The tapered section of the shim stack is often referred to as the high speed stack. The notion of the high speed stack controlling high speed damping is a widely spread myth.
A tapered stack, straight stack or stiff high speed stack all produce the same damping force curve.
Changing the clamp diameter or high speed stack stiffness clearly changes the damping force. But, it does not change the shape of the damping force curve or the split between low and high speed damping.
Tapered stacks smooth bend radius
Shock absorbers use tapered shim stacks to supply more support at the shim center and smooth the bend radius on the sharp corner of the shim stack clamp or crossover shim. at the shim stack clamp.
Smoothing the bend radius helps to avoid overstressing the shims which can become permanently bent when pushed beyond the yield strength.
Crossover shim stacks
Crossover shim stacks are the special case where the high speed stack makes a difference. Face shims control low speed damping and the combined high speed stack plus face shim stiffness control high speed damping.

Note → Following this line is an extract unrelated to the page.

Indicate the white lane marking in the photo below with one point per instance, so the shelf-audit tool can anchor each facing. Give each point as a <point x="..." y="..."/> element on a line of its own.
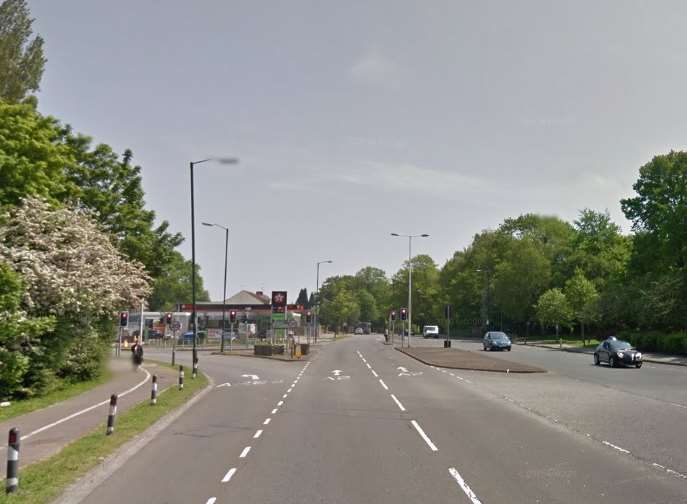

For the straight and stiff high speed stack example above, installing a 20.15 mm crossover shows each stack produces a different damping force curve due to the differences in high speed stack stiffness.
Crossover tuning
However, the crossover diameter in each configurations can be retuned to show the damping force is about the same for all three setups despite the differences in high speed stack stiffness.
The example demonstrates there are often multiple shim stack configurations producing nearly identical damping force curves. The final configuration used is often simply based on the shims on hand at the time the shock was setup.